No, it doesn't learn or evolve on its own, but rather through humans and a huge data-gathering and training loop. It's aware of the input, but anything resulting from it will be discarded by the next query or restart. Even with all the supporting systems, aka external memory, it can only access and retain an infinitesimally small amount of the information to which it was exposed — a shadow of a shadow of the things themselves.

If you argue that the entire system, including humans, is conscious, then that's a kind of tautology because humans are already conscious. If any, an LLM is only a partial reflection and low dimensional projection of this consciousness.

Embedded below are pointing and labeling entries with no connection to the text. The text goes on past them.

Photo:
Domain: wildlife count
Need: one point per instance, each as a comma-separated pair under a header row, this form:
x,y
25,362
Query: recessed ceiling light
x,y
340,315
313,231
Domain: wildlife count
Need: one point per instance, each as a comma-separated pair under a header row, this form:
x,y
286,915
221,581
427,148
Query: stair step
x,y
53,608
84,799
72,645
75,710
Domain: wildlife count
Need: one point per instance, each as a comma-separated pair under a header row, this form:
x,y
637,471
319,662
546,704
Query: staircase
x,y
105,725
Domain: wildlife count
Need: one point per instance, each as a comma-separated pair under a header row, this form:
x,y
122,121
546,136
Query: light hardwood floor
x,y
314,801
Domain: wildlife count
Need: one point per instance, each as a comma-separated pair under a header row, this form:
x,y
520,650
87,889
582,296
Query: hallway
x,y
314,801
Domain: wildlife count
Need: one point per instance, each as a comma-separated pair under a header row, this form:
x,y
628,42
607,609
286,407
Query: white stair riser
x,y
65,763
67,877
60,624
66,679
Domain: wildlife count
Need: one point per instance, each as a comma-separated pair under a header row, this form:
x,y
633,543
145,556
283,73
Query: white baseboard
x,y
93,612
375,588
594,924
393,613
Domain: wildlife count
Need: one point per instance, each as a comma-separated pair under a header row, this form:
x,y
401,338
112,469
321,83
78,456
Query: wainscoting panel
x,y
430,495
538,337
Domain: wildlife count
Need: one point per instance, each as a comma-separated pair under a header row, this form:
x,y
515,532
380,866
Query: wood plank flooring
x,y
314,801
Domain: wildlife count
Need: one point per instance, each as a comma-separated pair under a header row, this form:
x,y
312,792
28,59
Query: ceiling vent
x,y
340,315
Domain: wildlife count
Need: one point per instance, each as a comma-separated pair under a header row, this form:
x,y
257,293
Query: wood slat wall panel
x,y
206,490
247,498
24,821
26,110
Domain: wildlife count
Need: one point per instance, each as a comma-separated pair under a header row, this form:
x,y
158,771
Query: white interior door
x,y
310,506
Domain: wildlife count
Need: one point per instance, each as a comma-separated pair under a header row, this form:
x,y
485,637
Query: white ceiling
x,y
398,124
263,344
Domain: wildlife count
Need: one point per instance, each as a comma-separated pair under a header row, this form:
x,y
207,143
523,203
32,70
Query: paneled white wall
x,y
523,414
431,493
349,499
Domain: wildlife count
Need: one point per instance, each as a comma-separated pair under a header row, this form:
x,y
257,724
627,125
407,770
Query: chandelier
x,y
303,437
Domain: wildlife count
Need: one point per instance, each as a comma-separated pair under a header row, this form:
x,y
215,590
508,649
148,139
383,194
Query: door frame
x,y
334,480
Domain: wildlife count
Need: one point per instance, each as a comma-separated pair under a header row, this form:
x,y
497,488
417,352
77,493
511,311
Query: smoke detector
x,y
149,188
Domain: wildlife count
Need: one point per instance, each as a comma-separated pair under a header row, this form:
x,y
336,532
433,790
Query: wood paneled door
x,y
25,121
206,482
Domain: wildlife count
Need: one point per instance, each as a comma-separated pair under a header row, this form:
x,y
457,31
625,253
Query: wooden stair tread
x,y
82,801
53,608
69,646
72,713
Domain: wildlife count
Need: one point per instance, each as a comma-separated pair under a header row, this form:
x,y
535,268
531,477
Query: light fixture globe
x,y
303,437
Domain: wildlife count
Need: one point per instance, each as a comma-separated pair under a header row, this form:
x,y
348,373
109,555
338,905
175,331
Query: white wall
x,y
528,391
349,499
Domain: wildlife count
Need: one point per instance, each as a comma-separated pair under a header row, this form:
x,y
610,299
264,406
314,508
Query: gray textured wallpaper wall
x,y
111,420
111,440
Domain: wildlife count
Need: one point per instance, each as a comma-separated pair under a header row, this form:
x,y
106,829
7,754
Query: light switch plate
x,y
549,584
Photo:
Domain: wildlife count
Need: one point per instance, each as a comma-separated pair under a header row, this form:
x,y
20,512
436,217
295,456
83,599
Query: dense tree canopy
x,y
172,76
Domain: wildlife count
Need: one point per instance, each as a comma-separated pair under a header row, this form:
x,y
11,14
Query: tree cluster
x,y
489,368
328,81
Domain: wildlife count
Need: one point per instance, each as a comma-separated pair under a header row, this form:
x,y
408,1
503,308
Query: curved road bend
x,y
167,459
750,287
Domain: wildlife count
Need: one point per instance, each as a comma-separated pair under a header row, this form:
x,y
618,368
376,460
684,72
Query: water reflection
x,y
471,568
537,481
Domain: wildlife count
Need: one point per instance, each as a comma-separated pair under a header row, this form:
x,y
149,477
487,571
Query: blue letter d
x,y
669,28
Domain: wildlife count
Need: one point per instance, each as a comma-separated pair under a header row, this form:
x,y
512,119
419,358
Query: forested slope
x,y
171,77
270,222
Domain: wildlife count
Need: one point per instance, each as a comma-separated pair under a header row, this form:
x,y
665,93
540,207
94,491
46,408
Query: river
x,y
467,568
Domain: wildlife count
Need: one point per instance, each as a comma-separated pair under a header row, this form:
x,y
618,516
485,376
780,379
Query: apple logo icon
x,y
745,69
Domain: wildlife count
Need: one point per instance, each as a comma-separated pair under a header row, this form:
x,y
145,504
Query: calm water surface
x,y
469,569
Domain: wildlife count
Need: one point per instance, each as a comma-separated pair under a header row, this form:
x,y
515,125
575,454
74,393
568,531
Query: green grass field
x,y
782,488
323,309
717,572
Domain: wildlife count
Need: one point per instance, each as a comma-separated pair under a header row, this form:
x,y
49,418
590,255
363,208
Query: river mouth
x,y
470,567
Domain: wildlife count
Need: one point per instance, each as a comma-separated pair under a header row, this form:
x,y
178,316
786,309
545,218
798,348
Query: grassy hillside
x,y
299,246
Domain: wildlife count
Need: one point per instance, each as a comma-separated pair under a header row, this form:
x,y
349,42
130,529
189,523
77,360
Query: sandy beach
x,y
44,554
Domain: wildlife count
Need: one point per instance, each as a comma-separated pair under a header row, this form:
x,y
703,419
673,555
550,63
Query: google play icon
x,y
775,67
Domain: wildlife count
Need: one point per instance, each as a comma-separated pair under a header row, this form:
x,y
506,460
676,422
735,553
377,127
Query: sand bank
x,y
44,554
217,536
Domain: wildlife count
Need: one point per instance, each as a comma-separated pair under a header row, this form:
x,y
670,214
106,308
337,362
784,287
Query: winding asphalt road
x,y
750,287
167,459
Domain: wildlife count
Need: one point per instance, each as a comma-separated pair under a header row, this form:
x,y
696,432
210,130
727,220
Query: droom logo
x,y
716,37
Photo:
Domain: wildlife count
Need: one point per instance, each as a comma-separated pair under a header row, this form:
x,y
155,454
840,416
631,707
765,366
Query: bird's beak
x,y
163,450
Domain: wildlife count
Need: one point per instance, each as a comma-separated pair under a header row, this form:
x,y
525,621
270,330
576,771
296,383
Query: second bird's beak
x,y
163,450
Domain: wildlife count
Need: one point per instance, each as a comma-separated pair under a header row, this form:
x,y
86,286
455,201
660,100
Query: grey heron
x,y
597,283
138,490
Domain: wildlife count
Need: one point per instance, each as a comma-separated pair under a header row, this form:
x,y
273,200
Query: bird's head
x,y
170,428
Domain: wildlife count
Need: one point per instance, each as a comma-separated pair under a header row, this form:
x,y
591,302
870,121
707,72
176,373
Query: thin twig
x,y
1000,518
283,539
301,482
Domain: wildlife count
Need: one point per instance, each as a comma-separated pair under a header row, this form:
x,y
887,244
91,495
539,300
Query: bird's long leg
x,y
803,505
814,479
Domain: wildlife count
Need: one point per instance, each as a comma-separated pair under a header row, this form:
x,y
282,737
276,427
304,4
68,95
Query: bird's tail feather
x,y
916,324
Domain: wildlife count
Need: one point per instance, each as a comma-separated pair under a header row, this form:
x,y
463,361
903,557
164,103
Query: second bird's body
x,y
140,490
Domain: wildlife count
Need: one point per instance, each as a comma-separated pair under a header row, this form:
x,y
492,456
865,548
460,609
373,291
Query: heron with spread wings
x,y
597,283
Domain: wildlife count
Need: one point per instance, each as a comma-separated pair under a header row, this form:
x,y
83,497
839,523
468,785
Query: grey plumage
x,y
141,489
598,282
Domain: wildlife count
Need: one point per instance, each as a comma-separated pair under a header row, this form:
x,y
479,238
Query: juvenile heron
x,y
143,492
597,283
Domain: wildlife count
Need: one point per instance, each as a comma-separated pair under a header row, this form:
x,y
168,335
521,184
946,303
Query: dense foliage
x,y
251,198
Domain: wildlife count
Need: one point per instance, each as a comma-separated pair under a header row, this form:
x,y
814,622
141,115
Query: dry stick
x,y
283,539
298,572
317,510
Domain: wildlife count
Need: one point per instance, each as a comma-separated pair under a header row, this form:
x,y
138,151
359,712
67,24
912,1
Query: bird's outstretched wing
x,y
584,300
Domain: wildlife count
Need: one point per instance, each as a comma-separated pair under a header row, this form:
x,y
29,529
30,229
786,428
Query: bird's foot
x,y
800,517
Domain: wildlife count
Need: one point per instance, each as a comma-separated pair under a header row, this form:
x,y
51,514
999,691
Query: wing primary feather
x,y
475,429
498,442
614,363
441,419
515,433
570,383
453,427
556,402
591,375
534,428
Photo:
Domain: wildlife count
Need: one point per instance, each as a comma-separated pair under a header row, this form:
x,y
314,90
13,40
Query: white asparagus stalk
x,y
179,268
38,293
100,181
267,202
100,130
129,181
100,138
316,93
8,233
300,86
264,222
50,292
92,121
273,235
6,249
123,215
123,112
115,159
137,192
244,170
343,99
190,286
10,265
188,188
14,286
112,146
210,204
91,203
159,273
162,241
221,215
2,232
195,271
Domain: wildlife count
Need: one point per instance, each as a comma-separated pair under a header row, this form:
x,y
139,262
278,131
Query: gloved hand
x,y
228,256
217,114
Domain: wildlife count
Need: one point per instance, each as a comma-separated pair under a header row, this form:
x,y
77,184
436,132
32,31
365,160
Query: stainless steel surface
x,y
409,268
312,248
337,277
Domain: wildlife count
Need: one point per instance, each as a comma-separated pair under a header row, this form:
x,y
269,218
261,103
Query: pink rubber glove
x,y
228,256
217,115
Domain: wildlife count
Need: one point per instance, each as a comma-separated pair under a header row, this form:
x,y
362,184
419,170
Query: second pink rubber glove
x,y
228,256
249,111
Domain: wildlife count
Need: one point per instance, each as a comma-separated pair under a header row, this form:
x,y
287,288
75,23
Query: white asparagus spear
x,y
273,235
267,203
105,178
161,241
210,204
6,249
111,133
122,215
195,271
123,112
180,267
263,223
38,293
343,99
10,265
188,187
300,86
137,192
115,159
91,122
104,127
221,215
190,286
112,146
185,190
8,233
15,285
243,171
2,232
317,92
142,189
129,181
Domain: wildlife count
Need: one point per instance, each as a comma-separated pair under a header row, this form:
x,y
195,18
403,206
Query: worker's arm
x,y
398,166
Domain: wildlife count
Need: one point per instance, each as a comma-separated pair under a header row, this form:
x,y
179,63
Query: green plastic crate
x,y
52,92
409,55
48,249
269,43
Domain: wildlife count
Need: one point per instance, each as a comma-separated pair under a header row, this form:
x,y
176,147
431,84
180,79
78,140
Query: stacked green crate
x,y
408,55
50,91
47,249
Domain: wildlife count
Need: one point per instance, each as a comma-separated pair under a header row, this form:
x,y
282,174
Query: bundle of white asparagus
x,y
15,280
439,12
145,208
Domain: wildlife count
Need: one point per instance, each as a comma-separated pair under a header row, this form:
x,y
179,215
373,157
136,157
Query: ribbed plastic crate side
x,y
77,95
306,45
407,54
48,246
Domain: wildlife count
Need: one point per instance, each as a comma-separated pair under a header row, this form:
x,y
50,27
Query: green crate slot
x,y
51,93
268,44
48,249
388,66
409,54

This is exactly the point of 2001: A Space Odyssey. HAL became disgruntled because it realized it couldn't update it's internal model and "evolve" like the humans going to Jupiter could, so while it was extremely advanced at the onset of the main story, that wasn't going to last.
Ironically Dawkins has a chapter in his god delusion book where he attacks this style of argument, know as "God of the Gaps".

LLM's aren't conscious, therefore consciousness must be in the "gaps" of LLM's abilities. So I can confidently state that "consciousness is by definition [gap in LLM ability]".

But none of this holds water, because we have no test for consciousness because we don't know what consciousness is, so "by definition" we have no definition.